Recently, I visited one of our project sites in Sri Lanka – the Chilaw Lagoon. The “Sustainable Lagoons and Livelihood Project” is working with the lagoon fishers to establish a model for community-led lagoon governance simultaneously addressing livelihoods and natural resources issues. The project is funded by the Big Lottery Fund, UK which is directly benefiting 20,000 fisher families in Sri Lanka.


Lagoon fishers in action – putting stake net

We reached the lagoon in the evening, just in time to see the fishers arrive and put the stake net in the lagoon. They were geared with a locally made fishing craft, nets stakes and wig lamps. The leader of the group identified an appropriate place to put the net and the group started to fix the net as directed by the leader. It was almost dark by the time they completed fixing the net. For light, big wig lamps were hung above the net on the sticks – light is very important as the prawns and shrimps move towards the light.

Putting stake net is very cumbersome and requires a lot of effort but the fishermen have fun and enjoy the whole process. Usually the net fixing activities start in the evening around 7 pm and they wait for the catch until there is sign of in-flow from the sea to lagoon.

The stake net is placed according to out-flows (water moving from lagoon to sea) in the lagoon which is significantly affected by the cycles of the moon. On a full moon day, they fix about 8 stake-nets and will reduce to 1 or 2 during a normal moon day. During full moon, the out-flow (lagoon to sea) is higher and at this time fish and other aquatic creatures move towards the sea as they do not have to make any effort to reach the sea.

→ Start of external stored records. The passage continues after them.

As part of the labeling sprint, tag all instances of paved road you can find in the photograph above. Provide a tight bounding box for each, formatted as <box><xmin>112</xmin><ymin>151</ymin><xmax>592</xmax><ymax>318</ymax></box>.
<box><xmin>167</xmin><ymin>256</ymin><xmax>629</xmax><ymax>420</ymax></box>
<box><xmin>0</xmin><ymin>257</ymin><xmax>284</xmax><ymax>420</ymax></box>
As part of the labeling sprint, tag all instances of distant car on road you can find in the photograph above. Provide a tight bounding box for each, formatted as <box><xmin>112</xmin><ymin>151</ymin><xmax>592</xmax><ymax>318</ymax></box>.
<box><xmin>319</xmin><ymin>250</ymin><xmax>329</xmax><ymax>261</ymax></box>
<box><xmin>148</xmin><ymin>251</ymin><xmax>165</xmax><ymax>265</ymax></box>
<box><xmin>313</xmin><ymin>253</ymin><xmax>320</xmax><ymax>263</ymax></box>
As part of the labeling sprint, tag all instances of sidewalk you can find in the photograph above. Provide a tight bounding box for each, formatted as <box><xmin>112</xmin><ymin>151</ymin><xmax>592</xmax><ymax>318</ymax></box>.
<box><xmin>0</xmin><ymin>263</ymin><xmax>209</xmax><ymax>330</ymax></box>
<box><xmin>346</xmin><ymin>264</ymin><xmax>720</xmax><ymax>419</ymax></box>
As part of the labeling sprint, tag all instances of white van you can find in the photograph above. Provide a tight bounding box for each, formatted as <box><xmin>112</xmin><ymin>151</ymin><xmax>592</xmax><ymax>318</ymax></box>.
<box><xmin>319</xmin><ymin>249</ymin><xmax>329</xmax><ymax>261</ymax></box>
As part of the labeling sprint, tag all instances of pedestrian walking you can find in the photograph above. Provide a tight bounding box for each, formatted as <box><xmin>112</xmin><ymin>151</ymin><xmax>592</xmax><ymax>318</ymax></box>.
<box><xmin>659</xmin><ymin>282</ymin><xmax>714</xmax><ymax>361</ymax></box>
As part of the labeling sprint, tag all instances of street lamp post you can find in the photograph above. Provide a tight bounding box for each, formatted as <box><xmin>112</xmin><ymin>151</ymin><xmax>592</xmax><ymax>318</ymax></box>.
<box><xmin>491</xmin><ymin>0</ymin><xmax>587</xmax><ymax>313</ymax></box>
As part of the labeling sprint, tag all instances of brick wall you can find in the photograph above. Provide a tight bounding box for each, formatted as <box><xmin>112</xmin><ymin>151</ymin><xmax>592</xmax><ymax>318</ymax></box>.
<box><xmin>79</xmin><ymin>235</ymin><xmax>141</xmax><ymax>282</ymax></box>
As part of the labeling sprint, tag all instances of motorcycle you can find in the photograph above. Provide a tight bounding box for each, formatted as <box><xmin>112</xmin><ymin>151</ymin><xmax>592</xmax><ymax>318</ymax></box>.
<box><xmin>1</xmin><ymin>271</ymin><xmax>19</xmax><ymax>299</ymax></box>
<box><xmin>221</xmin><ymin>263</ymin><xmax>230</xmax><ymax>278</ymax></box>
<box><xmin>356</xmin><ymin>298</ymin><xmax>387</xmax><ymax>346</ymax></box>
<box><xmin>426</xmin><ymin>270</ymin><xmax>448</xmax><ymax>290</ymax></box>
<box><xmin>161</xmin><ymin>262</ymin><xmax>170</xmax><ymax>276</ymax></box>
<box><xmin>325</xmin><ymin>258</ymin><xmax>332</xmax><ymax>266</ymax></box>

The net is monitored frequently to collect the catch. They usually look for high value species like wild prawns and shrimps. They celebrate their first catch by cooking and consuming the catch in a three stone hearth by the side of the lagoon. They enjoy the first catch with a hearty laughter. This motivates them to stay awake during the night as well as provides them strength and nutrition.

The first catch

The first catch

The whole process completes around mid-night. The collected catch then is sorted by the female members of the community. The middlemen wait until the catch is ready. They negotiate the price, make a payment to the fishers and take the catch to the market. A good catch can provide up to 40,000 Sri Lankan Rupees in a single day. The accumulated money is divided equally within the group members.

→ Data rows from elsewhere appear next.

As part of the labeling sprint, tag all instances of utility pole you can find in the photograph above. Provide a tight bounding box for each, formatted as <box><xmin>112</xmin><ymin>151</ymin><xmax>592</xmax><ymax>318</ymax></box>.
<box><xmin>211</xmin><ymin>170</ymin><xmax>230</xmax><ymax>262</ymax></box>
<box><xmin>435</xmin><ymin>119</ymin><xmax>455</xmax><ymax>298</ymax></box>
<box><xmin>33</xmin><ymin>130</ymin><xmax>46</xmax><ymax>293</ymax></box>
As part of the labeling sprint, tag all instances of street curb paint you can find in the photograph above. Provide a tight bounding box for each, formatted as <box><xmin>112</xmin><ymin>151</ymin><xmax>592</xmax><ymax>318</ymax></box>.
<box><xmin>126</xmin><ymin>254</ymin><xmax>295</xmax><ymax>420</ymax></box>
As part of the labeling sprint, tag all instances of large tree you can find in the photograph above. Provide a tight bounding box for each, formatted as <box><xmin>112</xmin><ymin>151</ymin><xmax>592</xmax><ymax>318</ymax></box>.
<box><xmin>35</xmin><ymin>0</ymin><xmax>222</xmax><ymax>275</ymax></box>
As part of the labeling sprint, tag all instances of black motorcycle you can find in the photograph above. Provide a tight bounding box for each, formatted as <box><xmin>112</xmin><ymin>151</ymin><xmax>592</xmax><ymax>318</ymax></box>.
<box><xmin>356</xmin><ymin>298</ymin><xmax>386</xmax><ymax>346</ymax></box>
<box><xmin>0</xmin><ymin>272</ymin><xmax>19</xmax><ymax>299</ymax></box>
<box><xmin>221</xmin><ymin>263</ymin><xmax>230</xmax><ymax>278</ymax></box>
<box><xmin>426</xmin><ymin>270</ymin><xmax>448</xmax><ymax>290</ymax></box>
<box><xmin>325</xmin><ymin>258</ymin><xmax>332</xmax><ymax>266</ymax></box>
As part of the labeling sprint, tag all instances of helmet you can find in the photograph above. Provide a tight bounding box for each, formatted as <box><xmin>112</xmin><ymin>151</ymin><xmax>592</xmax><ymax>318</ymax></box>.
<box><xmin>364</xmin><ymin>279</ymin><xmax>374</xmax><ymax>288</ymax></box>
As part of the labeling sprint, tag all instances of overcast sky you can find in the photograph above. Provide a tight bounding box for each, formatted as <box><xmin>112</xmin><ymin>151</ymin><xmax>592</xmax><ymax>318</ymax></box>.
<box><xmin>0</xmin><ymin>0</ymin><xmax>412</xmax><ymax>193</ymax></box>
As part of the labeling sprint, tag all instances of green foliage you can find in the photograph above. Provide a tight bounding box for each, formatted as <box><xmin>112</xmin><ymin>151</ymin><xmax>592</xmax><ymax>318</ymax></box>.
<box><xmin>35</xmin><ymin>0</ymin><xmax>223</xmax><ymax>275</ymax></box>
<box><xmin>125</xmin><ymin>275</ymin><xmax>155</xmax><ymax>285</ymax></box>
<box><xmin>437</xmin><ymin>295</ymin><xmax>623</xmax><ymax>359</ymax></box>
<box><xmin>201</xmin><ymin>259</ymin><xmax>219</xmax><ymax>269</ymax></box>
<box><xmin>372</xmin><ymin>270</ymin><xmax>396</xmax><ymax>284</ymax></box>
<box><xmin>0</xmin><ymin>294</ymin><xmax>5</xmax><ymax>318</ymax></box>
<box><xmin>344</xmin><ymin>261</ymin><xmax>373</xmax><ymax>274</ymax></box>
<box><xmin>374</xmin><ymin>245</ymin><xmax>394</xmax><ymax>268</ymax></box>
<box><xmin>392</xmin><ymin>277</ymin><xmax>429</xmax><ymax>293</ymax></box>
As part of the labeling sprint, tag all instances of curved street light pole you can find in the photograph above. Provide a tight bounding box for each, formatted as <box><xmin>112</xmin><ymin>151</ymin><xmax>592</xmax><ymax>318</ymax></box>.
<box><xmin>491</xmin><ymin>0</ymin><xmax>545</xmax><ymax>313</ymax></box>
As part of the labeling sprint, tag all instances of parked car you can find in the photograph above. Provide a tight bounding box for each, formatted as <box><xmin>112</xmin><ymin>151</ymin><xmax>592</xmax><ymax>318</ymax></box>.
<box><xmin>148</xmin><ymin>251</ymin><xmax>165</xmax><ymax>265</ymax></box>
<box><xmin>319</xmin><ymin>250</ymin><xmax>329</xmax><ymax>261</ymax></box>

The project is working with such lagoon fisher communities in 18 lagoons. The lagoon fisher communities are fully dependent in the lagoons for their livelihoods so they are aware of the importance in preserving those resources which they have been utilising since hundreds of years. The community management measures for equal distribution of fish harvesting and inclusion and exclusion of lagoon catch harvesters to reduce fishing pressure and controlled fishing are some of the significant practices in the communities for sustainable harvest. The lagoon is self-governed by the community and the project is building the capacity of the fishers as well as the relevant government officers from different decision making levels and lagoon fishery market chain actors for collaborative governance of the lagoon.